Le ministère de l’Agriculture doit donc revoir sa copie avant juin 2022 pour une mise en œuvre des nouveaux paiements verts le 1erjanvier 2023. L’exécutif démarre alors une série de consultations à marche forcée. Le 30 juin 2022, alors que l’étude commandée à l’OFB n’est toujours pas publiée, le gouvernement annonce un référentiel revisité.

Plusieurs éléments controversés ont été revus. La voie B est écartée. Pour percevoir les éco-régimes, le gouvernement a aussi rehaussé les indicateurs de biodiversité. Enfin, il a été décidé que les aides octroyées aux agriculteurs AB dans le cadre des éco-régimes seraient plus élevées que celles des exploitations HVE.

En août 2022, la Commission européenne valide la nouvelle version. Mais les organisations environnementales ne sont toujours pas convaincues. Le processus de labellisation, d’abord, les laisse sceptiques. L’appellation de la certification est toujours la même. Surtout, les ONG et organisations de santé s’offusquent que l’usage d’engrais et de pesticides de synthèse dangereux soit toujours autorisé.

Certes, avec le label HVE, les agriculteurs ne peuvent pas répandre des produits classés CMR1 (cancérogènes, mutagènes, reprotoxiques de catégorie 1), soit les plus toxiques. « Mais de toute façon la quasi-totalité de ces substances était déjà interdite », rappelle Nadine Lauverjat.

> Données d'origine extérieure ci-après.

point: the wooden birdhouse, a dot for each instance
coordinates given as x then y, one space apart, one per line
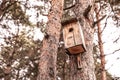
73 36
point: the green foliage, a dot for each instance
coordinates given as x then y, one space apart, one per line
19 52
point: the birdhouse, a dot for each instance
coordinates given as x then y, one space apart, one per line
73 36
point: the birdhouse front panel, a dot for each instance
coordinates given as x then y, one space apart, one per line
73 38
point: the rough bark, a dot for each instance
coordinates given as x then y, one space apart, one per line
48 57
84 14
100 43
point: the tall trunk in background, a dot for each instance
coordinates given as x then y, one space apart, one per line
84 12
102 55
48 57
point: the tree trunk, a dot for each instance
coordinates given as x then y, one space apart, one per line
84 12
48 57
102 55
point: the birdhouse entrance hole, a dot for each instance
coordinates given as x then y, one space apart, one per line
73 36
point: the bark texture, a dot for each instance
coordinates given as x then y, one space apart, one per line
84 13
48 57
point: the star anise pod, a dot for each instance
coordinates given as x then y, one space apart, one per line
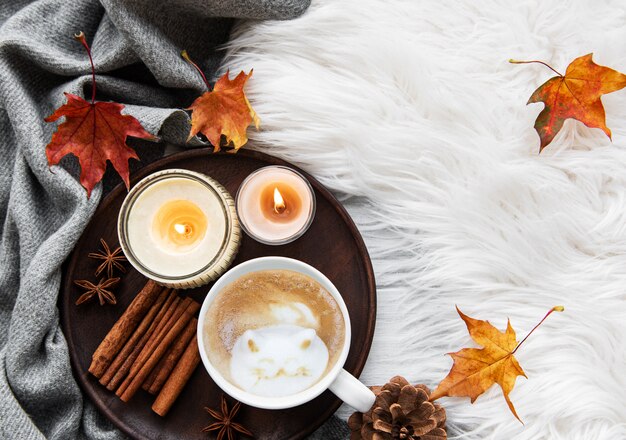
100 289
224 422
109 259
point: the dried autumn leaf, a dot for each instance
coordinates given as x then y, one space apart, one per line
223 111
574 95
94 132
476 369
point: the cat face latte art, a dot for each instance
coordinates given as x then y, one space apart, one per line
274 332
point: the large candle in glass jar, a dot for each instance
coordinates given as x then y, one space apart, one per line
179 228
276 205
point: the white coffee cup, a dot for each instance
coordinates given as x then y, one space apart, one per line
339 381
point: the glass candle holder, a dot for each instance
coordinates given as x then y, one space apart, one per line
179 228
275 205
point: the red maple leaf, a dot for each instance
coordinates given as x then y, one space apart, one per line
574 95
94 132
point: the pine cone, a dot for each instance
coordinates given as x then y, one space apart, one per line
401 411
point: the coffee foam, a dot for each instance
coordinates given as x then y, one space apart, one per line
278 360
275 309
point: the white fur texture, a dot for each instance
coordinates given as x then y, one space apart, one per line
410 112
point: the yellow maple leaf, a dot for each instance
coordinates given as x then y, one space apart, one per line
225 110
476 369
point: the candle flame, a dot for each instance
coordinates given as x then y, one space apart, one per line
279 202
183 229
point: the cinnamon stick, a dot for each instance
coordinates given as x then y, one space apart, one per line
158 352
135 337
159 375
120 374
159 335
122 329
178 379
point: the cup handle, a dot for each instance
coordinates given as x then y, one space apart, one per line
349 389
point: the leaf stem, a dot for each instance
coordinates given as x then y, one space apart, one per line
553 309
512 61
80 37
185 56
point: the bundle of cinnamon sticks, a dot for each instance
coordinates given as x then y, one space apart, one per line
152 346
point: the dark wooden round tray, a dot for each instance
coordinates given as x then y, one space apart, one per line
332 244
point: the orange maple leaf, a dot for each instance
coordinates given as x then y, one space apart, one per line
574 95
476 369
225 110
94 132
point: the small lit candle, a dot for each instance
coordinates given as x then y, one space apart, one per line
178 227
275 204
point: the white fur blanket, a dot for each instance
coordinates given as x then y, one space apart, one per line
412 114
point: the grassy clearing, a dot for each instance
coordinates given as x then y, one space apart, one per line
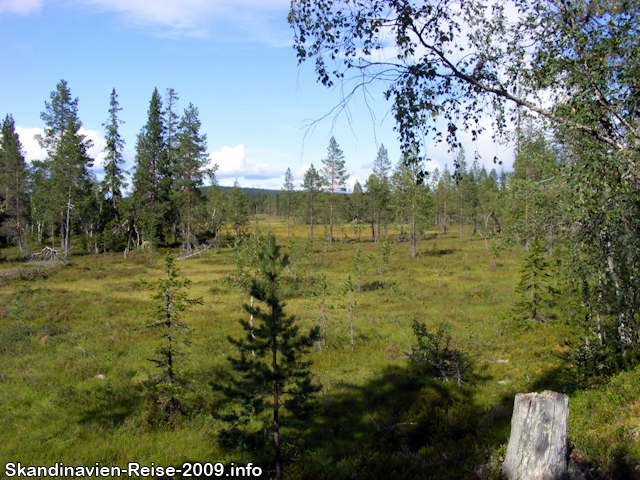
74 369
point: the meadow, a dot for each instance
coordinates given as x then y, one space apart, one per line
75 374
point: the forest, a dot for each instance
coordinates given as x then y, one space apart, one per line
320 331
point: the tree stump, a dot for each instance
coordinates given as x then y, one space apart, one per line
537 447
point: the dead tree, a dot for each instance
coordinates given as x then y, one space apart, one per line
537 447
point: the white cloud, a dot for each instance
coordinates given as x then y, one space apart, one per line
20 7
232 164
190 17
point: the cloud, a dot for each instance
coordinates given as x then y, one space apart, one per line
20 7
192 17
232 164
32 150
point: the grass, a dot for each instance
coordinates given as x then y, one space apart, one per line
74 371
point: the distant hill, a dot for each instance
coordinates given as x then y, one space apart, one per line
250 192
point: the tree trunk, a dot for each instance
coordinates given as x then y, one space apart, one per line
537 447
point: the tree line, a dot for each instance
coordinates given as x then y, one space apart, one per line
59 200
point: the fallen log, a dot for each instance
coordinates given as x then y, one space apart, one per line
537 448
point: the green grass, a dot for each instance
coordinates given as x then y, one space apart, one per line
74 371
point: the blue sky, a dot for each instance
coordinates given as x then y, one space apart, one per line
231 58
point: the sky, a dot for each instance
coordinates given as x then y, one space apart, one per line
233 59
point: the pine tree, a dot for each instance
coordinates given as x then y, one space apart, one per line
237 208
113 181
67 166
166 315
347 289
14 175
312 184
461 184
335 176
356 208
189 172
534 285
149 185
272 384
288 190
379 190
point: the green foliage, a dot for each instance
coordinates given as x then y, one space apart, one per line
152 175
171 301
347 290
271 387
113 181
188 174
436 356
360 265
14 176
236 206
312 184
64 177
534 285
382 258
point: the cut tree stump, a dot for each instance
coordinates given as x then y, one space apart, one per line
537 447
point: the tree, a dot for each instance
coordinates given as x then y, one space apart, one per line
288 190
335 176
67 166
416 199
171 301
378 188
570 62
534 285
237 208
188 166
347 289
113 181
312 185
356 208
149 185
14 175
273 385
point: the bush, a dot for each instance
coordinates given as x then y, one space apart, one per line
436 356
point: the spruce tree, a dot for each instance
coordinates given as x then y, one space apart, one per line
312 184
14 175
335 176
534 285
237 209
378 189
66 168
189 172
288 189
113 181
149 183
272 384
171 301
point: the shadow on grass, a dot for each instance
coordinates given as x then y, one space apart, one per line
437 252
403 425
113 404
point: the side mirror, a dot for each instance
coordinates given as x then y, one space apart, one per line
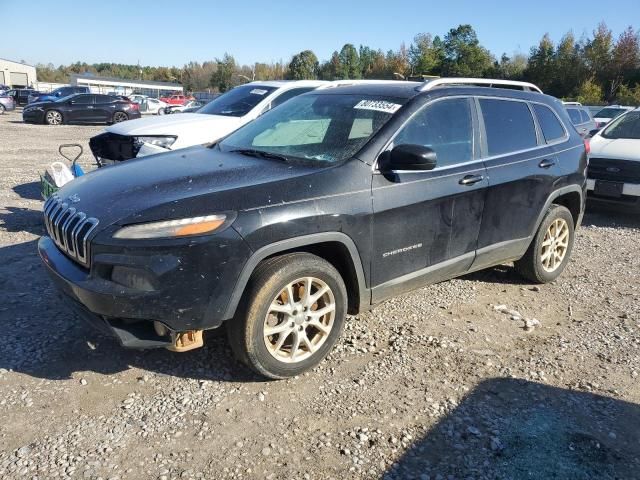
409 157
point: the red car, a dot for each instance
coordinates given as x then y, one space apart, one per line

En revanche, les CMR de catégorie 2, moins dangereux mais tout de même persistants dans les milieux aquatiques et nocifs pour les abeilles, ne sont pas éliminatoires. Face à ces critiques, le gouvernement a promis de revoir le référentiel. Les requérants, eux, n’y croient plus et demandent à la haute juridiction la suppression pure et simple du label. Suite au prochain épisode.